The committee has been preparing a comprehensive report for several days on all the rare and unique monuments and structures in three main Jewish cemeteries for rabbis and Jewish families in the Azarita and Shatebi areas of Alexandria, stated Mahran, who is heading the committee.
In a special statement to Al-Masry Al-Youm, Mahran added that the current meticulous registration requires the selection of unique and rare cemeteries, which include certain structures, and that belong to important Jewish figures or rabbis.
The committee chose about 60 out of thousands of cemeteries as being rare and distinctive compared to the rest. The selected cemeteries will be subject to the Antiquities Protection Law No. 117 of 1983, as amended by Law No. 3 of 2010.
Each cemetery will be photographed from all four sides, data regarding the deceased will be recorded, including the time of burial, and any inscriptions will be translated.
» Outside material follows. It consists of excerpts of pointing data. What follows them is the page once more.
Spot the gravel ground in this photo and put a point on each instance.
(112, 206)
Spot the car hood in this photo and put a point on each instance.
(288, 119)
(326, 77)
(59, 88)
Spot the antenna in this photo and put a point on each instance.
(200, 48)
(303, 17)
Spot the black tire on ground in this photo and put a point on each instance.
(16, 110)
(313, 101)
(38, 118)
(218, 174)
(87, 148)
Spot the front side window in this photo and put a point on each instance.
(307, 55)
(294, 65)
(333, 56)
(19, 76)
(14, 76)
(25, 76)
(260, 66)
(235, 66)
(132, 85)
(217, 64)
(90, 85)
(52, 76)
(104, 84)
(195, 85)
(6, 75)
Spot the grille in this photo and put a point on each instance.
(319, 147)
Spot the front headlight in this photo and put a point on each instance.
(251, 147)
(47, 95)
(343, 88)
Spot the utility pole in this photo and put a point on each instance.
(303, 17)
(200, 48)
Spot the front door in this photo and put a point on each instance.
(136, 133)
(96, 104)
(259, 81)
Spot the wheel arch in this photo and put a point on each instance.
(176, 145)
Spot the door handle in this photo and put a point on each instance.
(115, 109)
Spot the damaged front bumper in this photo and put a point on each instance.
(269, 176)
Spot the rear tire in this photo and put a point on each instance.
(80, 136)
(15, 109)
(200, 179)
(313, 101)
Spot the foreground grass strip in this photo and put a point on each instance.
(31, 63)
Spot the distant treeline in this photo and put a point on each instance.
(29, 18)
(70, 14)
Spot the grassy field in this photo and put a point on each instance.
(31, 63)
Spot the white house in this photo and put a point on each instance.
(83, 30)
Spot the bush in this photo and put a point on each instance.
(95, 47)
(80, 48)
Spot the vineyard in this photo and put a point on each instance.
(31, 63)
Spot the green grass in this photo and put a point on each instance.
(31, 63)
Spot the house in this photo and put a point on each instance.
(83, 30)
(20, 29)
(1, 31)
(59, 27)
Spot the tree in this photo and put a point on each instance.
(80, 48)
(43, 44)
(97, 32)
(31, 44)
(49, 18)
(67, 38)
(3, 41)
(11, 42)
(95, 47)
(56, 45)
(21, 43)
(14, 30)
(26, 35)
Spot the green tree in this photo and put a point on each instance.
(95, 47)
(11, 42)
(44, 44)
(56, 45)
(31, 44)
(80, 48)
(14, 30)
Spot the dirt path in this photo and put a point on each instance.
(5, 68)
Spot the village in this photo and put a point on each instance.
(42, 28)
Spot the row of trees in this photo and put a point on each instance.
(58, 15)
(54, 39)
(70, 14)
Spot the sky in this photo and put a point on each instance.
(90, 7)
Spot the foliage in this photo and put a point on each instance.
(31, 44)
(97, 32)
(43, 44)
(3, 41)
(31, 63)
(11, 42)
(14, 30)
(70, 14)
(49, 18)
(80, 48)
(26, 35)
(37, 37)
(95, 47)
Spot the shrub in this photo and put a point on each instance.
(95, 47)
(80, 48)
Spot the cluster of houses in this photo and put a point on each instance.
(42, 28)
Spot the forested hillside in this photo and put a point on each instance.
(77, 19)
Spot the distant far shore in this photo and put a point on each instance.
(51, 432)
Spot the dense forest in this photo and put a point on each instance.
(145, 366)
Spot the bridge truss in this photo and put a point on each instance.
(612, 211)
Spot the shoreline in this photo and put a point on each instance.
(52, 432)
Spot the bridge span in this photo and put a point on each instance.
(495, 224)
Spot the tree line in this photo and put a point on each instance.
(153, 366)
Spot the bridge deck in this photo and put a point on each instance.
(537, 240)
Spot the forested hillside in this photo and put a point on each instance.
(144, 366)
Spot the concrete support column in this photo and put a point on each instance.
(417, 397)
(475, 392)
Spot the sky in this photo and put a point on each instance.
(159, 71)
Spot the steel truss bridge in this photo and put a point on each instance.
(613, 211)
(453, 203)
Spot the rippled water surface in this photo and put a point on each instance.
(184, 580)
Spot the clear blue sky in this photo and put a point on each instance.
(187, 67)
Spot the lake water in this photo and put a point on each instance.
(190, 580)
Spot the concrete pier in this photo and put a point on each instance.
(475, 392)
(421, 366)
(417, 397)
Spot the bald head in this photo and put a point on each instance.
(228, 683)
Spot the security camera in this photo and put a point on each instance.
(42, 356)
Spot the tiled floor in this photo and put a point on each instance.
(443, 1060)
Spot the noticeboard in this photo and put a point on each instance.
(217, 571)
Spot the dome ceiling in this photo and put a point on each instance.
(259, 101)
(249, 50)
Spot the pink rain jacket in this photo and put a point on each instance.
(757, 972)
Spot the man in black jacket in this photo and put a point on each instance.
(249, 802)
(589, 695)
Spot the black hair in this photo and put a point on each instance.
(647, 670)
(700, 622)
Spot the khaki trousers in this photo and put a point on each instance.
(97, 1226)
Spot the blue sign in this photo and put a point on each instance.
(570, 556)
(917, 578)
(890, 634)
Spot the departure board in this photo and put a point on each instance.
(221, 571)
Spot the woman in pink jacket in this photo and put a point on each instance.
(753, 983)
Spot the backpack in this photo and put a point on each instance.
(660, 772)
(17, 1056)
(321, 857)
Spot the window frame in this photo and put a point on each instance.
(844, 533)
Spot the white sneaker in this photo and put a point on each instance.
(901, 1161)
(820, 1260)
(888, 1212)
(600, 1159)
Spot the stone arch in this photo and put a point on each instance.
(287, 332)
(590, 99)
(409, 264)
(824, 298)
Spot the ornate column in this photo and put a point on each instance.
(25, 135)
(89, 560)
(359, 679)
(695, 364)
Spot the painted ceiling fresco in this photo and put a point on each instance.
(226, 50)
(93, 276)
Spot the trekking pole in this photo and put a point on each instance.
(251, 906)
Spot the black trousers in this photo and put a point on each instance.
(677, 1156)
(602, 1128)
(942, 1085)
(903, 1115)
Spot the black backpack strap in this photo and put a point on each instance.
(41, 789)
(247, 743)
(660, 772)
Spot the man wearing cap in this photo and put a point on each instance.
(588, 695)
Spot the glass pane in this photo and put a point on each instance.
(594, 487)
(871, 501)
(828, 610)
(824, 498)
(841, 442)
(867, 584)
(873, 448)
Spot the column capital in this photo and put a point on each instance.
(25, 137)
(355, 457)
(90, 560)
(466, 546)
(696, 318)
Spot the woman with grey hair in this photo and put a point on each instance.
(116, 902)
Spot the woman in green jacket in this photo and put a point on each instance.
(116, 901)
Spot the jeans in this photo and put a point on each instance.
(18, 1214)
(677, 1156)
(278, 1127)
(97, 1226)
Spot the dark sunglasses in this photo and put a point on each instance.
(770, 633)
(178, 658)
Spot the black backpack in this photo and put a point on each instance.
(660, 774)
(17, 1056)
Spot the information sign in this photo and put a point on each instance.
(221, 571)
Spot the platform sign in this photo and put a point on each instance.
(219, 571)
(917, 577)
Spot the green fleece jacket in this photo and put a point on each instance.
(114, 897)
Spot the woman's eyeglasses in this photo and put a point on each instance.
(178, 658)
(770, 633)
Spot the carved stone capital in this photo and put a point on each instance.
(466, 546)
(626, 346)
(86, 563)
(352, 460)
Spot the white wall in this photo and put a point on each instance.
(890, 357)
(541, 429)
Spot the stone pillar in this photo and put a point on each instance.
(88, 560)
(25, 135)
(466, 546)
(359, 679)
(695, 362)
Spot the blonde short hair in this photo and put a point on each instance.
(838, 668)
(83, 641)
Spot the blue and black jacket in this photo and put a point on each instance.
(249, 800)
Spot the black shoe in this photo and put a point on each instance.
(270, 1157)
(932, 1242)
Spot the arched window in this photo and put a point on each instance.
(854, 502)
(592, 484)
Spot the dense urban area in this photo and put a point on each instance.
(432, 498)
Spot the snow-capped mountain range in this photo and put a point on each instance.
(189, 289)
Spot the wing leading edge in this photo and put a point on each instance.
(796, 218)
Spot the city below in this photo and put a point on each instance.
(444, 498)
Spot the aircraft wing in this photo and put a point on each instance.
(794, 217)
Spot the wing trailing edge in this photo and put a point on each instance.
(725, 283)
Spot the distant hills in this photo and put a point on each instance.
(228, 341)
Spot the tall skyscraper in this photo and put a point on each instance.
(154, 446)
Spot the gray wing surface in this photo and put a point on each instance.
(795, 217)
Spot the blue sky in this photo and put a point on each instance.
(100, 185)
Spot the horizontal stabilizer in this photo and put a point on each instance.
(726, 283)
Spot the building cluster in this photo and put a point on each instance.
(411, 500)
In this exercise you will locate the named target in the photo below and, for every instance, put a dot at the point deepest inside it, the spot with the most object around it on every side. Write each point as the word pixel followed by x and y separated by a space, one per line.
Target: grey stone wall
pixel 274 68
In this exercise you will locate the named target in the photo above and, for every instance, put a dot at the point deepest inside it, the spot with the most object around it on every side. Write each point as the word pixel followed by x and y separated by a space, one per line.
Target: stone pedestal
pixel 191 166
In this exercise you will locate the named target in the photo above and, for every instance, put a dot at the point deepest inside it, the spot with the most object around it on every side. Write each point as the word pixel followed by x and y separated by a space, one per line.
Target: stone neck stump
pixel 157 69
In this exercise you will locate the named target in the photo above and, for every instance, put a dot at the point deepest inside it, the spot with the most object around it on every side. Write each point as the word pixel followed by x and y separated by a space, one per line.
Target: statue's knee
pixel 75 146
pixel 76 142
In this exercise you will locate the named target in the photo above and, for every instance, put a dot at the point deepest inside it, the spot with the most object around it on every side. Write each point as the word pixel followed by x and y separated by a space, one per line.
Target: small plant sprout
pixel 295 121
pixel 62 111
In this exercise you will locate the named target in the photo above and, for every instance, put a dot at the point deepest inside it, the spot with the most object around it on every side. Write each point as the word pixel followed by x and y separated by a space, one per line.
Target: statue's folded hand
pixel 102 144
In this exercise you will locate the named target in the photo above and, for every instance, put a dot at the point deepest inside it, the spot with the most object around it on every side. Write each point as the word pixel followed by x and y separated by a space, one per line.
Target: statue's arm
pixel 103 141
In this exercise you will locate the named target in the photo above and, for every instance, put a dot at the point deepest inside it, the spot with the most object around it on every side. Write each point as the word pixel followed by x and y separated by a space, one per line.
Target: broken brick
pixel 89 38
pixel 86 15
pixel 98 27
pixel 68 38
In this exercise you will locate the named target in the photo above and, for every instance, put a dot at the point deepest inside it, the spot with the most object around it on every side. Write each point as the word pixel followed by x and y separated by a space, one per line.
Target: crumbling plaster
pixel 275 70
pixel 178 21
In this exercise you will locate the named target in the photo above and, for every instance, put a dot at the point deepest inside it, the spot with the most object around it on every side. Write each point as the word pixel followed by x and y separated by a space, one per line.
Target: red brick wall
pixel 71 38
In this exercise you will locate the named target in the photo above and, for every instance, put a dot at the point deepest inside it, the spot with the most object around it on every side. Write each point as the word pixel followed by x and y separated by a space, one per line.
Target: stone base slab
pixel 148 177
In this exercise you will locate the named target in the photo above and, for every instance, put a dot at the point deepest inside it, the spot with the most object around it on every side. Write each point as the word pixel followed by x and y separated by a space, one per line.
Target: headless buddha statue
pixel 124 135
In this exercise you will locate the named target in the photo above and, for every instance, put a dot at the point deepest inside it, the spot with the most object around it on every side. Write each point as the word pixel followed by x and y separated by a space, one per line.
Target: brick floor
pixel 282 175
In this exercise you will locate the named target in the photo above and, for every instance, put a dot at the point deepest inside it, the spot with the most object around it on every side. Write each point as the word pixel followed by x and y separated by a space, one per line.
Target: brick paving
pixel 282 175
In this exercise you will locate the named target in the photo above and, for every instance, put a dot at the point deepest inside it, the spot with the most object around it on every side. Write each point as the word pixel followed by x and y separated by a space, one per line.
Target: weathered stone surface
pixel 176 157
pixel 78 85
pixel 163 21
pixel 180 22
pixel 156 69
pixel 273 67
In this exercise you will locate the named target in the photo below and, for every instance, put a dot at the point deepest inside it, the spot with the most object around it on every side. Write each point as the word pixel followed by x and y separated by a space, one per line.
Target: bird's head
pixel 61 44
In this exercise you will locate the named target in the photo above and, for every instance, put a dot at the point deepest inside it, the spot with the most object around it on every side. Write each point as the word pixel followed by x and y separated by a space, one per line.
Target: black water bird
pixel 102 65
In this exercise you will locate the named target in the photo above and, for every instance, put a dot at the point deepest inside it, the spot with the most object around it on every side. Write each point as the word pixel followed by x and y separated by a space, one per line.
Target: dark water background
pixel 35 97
A detailed description of the cemetery will also be written in the ministry’s records, according to Mahran.
Most of the Shatebi area cemeteries deserve to be registered on the antiquities list, Mahran added, including temples and villas belonging to 60 most famous Jewish families, such as Jacob Mansha, who built a temple in the area of Manshia and has a street named after him in the Muharram Bey neighborhood.
The committee is preparing its final report on the three Alexandria cemeteries before submitting it to the Standing Committee of Antiquities for final approve of its official registration.
The three cemeteries, which were built on an area of 15 feddans and date back 170 years ago, contain tens of thousands of graves, Mahran said, revealing that one of the cemeteries contains 20,000 tombstones. Another cemetery is characterized by its beautiful appearance and decorations, containing small temple-like graveyards, he added, pointing out that the cemeteries contain more than 60 famous Jewish families, such as the Mancha and Sawiris families.